Rangga bergegas menemui anaknya kini ditemui sosok itu tengah tertidur pulas. Beruntung pintu tak dikunci sehingga dia dapat masuk meski tak berkesempatan meminta maaf saat itu juga.

Memutuskan menemani tidur Arsena karena teringat mimpi beberapa hari yang lalu.

Ia menarik pelan tubuh Arsena, meluk tubuh yang menghadapnya itu. Sementara Arsena sendiri merasakan sebuah kenyamanan meski tak sadar apa yang terjadi. Hanya menelusup kepalanya di tempat nyaman tanpa tau itu adalah badan Daddy-nya.

"Tidur yang nyenyak boy, apapun yang terjadi Daddy selalu menyayangimu dan jangan pernah tinggalkan Daddy." Ucapnya lalu mengecup dahi Arsena.

Saat pagi, sekitar jam 5 Rangga merasa dingin dan kosong di bagian depan.
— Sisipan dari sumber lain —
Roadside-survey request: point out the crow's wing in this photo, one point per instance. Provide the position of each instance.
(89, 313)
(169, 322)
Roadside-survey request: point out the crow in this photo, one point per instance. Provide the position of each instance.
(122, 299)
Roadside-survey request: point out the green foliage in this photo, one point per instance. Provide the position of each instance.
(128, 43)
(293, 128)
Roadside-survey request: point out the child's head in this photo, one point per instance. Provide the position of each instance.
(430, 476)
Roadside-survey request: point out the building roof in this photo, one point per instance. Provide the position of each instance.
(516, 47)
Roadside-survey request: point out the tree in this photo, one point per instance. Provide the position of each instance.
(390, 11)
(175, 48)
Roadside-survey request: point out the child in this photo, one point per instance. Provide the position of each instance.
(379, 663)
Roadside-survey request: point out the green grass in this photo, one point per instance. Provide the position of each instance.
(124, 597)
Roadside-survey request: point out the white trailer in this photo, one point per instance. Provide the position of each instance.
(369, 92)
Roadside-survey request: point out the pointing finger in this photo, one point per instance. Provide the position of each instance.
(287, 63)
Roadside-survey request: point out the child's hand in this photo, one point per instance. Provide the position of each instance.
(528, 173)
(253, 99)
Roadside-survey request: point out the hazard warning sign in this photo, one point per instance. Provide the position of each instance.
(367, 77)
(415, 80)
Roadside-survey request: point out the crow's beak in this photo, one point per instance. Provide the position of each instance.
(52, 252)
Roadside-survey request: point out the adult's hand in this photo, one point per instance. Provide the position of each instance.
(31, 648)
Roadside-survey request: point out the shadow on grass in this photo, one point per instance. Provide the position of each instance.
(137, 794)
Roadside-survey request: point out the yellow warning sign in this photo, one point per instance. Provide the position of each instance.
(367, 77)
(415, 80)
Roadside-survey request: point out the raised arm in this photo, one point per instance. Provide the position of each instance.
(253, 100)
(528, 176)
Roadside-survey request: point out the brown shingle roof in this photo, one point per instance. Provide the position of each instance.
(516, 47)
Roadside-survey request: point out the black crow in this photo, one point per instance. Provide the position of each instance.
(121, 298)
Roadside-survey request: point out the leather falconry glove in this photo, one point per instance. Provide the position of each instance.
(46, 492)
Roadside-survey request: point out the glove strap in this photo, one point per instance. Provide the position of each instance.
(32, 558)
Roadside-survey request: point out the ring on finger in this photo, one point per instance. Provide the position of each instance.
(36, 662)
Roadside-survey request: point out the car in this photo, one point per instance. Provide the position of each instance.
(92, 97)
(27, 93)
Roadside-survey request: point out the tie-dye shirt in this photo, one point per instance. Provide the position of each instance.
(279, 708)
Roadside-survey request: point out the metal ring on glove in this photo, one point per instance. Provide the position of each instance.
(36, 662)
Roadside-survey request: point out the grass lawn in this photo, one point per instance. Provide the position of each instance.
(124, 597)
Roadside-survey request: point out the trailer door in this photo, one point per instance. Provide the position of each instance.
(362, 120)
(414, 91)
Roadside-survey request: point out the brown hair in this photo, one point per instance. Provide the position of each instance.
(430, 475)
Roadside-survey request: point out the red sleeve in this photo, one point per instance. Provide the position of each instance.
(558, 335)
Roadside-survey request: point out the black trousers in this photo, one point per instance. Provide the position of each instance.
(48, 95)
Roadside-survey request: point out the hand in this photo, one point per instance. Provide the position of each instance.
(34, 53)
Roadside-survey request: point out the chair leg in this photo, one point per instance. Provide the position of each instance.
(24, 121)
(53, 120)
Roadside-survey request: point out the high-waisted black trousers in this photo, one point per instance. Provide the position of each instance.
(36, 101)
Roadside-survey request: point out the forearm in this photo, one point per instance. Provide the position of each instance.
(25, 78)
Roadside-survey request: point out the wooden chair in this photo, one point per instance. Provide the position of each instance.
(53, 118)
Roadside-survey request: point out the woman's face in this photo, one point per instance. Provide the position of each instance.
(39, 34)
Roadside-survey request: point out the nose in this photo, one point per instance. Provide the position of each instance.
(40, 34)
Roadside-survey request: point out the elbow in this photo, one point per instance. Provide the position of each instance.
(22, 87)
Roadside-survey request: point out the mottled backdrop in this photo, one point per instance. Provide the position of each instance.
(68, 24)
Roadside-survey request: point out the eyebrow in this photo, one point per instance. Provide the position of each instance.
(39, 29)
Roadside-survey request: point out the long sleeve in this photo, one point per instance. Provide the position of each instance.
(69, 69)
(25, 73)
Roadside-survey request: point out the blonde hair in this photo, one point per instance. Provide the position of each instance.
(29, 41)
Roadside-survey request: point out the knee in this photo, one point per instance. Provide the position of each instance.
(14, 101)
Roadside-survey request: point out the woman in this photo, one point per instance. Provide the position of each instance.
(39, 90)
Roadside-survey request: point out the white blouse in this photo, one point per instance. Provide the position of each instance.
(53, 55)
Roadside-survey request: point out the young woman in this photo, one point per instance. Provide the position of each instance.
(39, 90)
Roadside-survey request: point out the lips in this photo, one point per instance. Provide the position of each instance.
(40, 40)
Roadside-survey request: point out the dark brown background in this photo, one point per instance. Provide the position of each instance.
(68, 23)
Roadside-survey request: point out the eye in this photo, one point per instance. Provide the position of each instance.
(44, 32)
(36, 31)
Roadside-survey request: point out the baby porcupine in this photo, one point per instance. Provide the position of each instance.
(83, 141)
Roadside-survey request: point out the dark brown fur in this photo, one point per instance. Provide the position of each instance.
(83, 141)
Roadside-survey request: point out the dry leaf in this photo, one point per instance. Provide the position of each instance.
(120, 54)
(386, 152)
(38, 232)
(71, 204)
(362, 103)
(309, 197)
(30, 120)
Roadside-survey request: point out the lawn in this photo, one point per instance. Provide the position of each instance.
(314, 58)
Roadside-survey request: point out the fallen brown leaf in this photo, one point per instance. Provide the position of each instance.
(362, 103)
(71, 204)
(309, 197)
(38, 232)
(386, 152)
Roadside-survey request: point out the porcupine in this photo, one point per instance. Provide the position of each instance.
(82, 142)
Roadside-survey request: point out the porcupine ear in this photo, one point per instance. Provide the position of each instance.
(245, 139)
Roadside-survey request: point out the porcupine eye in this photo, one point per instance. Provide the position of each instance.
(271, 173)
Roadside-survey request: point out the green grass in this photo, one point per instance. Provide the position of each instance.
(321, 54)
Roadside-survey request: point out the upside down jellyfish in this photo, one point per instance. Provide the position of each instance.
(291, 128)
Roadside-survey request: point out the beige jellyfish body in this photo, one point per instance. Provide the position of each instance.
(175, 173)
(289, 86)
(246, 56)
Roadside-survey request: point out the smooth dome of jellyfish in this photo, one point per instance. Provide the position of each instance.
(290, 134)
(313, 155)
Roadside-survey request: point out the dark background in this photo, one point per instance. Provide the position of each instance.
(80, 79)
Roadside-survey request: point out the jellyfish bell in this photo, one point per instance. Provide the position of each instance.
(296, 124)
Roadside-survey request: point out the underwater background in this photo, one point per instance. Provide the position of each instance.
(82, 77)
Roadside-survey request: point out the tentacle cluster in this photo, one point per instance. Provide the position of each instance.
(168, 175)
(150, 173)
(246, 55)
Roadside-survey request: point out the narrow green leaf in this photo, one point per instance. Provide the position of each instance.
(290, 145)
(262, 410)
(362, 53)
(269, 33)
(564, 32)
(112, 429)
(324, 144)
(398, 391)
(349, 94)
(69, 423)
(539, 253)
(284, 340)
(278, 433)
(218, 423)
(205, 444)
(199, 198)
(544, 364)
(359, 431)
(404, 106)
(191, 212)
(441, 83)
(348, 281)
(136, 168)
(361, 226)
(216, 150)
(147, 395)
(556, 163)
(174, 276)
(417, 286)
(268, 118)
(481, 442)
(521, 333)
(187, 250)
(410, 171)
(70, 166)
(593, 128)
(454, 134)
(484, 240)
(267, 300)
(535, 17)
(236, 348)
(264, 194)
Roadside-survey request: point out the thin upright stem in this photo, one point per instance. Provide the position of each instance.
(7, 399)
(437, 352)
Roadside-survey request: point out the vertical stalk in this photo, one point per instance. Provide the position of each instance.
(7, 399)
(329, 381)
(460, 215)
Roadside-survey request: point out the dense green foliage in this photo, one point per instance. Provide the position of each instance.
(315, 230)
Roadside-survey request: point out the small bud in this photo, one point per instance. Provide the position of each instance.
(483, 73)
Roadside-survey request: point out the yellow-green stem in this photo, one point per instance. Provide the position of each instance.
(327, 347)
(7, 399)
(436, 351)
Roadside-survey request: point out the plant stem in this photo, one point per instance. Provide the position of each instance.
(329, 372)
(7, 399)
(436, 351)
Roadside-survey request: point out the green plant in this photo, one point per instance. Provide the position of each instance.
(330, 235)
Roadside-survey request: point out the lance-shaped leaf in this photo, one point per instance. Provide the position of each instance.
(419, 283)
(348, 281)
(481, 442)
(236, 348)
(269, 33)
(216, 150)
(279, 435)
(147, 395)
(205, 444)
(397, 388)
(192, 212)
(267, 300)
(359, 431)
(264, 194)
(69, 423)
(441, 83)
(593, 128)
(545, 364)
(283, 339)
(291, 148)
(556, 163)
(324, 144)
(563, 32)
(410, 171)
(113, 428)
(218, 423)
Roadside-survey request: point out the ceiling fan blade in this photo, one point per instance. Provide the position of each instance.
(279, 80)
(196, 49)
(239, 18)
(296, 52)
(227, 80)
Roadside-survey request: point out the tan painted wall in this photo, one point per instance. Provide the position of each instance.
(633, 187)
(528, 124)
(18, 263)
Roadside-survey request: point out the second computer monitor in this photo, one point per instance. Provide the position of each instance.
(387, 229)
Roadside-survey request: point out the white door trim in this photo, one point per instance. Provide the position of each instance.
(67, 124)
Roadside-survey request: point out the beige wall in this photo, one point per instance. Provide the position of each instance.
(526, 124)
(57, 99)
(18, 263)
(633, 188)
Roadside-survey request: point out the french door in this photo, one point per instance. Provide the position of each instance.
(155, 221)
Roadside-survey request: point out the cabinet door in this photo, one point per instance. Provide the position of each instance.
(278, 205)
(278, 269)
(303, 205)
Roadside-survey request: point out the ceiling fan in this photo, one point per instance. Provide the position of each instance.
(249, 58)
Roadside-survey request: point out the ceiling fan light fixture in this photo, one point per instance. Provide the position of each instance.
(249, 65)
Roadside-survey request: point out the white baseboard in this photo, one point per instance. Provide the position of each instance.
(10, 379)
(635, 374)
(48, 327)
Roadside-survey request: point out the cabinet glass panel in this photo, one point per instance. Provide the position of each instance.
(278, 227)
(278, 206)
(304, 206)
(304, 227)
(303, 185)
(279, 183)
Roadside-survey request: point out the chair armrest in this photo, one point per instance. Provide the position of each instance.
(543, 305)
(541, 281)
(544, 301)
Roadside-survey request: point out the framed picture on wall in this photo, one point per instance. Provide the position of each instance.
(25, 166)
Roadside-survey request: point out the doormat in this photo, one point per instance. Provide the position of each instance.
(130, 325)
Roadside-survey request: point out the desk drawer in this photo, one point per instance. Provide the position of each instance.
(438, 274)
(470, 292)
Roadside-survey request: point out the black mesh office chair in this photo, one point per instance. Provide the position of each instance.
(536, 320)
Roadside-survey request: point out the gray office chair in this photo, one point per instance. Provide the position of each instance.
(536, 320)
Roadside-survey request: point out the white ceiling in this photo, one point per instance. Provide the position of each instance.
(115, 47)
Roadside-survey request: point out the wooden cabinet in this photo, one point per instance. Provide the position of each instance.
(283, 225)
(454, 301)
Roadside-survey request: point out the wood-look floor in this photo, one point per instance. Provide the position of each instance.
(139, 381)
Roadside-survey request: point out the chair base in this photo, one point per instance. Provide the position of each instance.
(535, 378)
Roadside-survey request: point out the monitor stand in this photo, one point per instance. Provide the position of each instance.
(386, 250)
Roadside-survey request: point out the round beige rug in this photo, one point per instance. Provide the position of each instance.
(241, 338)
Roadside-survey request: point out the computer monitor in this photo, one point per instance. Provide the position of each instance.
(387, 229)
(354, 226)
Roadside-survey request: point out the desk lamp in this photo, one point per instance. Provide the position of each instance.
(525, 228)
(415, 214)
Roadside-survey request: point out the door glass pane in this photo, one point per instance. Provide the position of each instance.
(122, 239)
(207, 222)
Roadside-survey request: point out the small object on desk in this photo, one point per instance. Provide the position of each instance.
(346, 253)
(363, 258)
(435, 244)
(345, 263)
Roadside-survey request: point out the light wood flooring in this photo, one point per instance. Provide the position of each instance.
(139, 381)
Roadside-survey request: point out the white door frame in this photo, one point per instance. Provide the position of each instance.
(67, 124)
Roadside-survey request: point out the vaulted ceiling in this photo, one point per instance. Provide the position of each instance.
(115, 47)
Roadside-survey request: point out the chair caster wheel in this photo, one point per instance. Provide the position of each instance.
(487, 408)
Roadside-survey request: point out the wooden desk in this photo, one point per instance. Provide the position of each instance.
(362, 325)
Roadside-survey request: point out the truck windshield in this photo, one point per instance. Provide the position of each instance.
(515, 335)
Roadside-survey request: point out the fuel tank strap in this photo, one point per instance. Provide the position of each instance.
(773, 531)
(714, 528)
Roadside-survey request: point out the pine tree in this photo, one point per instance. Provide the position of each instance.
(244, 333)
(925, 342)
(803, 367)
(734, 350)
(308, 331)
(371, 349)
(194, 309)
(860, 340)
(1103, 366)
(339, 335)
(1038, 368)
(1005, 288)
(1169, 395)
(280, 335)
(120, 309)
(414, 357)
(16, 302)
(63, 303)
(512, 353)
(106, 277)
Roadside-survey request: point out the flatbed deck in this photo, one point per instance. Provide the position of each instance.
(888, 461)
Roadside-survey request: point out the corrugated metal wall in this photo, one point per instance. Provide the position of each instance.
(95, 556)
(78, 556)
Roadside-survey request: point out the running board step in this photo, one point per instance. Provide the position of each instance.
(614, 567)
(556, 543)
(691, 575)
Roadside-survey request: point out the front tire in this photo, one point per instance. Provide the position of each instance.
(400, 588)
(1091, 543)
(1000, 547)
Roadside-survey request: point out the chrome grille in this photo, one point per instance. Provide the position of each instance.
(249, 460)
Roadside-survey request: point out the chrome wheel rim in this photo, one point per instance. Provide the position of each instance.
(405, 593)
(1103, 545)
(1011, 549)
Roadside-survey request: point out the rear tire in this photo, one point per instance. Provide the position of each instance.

Setelah sadar, tak ditemukan Arsena dari dekapannya. Meski pusing karena langsung berdiri dari tempat tidur, pelan-pelan dia mencari anaknya yang hilang.

"Den Arsen lagi jogging katanya pak."  Menanggapi Rangga yang terlihat khawatir.

"Gelap gini jogging Bi?" Tekan Rangga.

"Dari dulu pak, abis sholat subuh langsung pergi." Jawab Bi Lastri yang masih mengepel.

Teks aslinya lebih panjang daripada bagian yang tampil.